Earlier this year, Unifor announced a new task force devoted to pursuing a pattern bargaining model across the auto parts industry. Previously, the tactic has successfully been applied at the Big Three (Ford, General Motors and Chrysler).
Such a rubric would include standardizing provisions such as wages, recall rights and employment conditions across similar employers.
While the union toasts the pattern model as a bastion of standardization and consistency, legal labour experts are a bit more wary.
“Theoretically, there is more predictability,” said David Amyot, a labour lawyer on the automotive file at McTague Law Firm in Windsor, Ont.
“But the reality is employers have their own unique set of circumstances, whether it be financial or employment, which pattern bargaining probably wouldn’t take into consideration as much as those employers would want it to.”
Though the auto parts industry may be a long way off from legislated pattern bargaining — akin to the industrial, commercial and institutional (ICI) construction contracts in Ontario — only time will tell if the auto parts industry will follow the lead of the Big Three when it comes to collective agreements.
Not only did the economic downturn affect dealings at the bargaining table, it has also affected investment and development. In the spring of 2014, Chrysler said it would go ahead with a major redevelopment — regardless of whether the Ontario and federal governments would provide financial assistance.
Then, the company abruptly withdrew its funding request for $700 million of the $3.6 billion it had planned to invest at two Ontario plants — one in Brampton and one in Windsor — after the issue became a political hot potato.
Now, the automaker is in the midst of a $2-billion investment at its assembly plant in Windsor — home of the minivan. The plant, which employs more than 4,500 workers, is in the midst of a 14-week shutdown and is scheduled to come back on line in late May. As of press time, Chrysler hadn’t revealed any investment plans for the plant in Brampton.
An investment of a different nature, again in Ontario, did not go as initially planned. For years, the Toyota plants in Woodstock and Cambridge have weathered certification drives: The International Association of Machinists and Aerospace Workers attempted and failed in 2008; the CAW was equally unsuccessful in 2009.

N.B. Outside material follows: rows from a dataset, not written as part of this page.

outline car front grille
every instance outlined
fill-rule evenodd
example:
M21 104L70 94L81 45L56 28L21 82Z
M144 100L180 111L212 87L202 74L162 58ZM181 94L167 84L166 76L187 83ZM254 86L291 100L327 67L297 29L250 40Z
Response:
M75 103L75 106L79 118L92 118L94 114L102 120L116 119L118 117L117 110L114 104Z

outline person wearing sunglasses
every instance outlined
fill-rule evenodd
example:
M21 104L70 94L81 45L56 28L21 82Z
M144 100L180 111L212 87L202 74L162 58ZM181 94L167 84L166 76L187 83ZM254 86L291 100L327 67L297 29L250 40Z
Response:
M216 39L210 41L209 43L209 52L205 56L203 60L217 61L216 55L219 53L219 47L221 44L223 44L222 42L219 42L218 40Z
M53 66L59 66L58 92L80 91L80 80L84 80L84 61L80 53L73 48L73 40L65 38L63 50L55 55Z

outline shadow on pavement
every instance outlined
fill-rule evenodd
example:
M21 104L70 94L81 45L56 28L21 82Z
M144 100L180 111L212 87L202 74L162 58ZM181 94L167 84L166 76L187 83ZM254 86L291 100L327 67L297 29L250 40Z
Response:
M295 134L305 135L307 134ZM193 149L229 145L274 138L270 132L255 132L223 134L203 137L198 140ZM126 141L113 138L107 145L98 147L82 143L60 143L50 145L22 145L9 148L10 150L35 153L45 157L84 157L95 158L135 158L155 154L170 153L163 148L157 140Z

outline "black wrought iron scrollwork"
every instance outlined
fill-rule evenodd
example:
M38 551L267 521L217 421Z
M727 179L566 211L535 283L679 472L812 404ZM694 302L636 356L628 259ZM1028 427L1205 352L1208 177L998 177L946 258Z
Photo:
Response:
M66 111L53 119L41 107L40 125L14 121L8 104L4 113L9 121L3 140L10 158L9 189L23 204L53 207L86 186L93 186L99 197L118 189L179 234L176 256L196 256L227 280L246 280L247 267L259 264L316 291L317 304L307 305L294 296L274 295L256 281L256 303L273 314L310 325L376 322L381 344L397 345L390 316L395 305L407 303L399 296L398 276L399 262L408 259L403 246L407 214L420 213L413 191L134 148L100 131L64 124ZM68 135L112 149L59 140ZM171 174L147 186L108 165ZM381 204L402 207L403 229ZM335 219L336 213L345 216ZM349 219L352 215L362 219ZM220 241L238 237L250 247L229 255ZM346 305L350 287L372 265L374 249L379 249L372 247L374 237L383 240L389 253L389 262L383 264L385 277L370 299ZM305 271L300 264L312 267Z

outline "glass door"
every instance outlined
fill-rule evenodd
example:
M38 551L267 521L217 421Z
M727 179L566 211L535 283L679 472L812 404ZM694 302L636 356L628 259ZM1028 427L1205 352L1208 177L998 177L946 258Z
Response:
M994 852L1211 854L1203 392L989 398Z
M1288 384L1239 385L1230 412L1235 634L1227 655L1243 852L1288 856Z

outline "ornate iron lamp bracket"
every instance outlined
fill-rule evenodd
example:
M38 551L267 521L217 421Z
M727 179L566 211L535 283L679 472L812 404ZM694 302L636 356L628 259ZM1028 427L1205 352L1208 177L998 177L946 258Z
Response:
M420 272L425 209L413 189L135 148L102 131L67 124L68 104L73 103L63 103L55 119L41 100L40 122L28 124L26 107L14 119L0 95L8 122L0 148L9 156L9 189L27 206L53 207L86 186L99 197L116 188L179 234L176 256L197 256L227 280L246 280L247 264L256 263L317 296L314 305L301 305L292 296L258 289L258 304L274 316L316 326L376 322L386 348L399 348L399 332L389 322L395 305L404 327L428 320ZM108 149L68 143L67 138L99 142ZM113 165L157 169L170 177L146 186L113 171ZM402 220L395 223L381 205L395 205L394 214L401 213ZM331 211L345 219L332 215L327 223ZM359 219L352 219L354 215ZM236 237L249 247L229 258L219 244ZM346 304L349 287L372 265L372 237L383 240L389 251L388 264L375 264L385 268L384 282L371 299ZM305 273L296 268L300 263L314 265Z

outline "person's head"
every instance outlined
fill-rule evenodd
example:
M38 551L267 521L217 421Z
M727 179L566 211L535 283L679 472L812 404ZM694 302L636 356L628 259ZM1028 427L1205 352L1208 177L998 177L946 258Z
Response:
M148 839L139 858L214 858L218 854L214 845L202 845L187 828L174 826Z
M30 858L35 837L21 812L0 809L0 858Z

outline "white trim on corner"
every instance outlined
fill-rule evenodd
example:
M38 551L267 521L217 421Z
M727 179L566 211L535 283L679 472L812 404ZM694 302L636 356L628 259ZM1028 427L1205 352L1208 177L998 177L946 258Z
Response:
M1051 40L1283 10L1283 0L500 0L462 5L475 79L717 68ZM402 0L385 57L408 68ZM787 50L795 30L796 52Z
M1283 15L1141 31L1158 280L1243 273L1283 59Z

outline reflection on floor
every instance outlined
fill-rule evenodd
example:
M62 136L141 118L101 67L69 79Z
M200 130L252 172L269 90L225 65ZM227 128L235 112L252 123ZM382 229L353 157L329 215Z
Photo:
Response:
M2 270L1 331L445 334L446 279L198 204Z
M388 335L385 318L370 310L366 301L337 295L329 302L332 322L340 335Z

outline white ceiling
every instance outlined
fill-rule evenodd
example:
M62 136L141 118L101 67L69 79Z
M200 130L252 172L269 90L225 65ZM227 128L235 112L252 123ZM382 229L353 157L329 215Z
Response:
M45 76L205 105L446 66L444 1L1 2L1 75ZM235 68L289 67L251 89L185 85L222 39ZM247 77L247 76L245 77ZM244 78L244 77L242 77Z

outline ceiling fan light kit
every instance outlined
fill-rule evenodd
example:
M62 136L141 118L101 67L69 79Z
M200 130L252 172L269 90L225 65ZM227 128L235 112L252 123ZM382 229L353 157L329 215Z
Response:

This past year saw Unifor step into the ring again, initially reporting it had 40 per cent of union cards signed — the number required for a certification vote. But the union put off the vote after the company said 7,500 bargaining unit employees would be eligible — almost 1,000 more than Unifor initially believed.
The latest numbers indicated Unifor had about 3,000 of the votes, union president Jerry Dias said at the time, saying he remained confident certification would happen.
Wage hikes at Ford, right-to-work laws in Michigan
South of the border, signs are pointing to a more fruitful labour relationship. At Ford, for instance, the company announced its intention to raise pay for new hires by US$19,000 a year, or 50 per cent.
The two-tier wage system, where a veteran autoworker would make more than his entry-level counterpart, had been agreed to by the United Auto Workers (UAW) when all automakers were taking a hit and before GM and Chrysler received federal bailouts from the United States government.
Ford said a two-tier wage system eased financial pressures and allowed the company to hire and invest in plants in recent years.
With the U.S. Labor Department reporting union membership as down slightly, Michigan has seen the sharpest drop — from 16.3 per cent in 2013 to 14.5 per cent in 2014. The decrease came in the first full year after the state enacted right-to-work laws.
With contracts between the UAW and Detroit automakers expiring at the end of this year, Michigan will be the place to watch for all stakeholders in the labour game.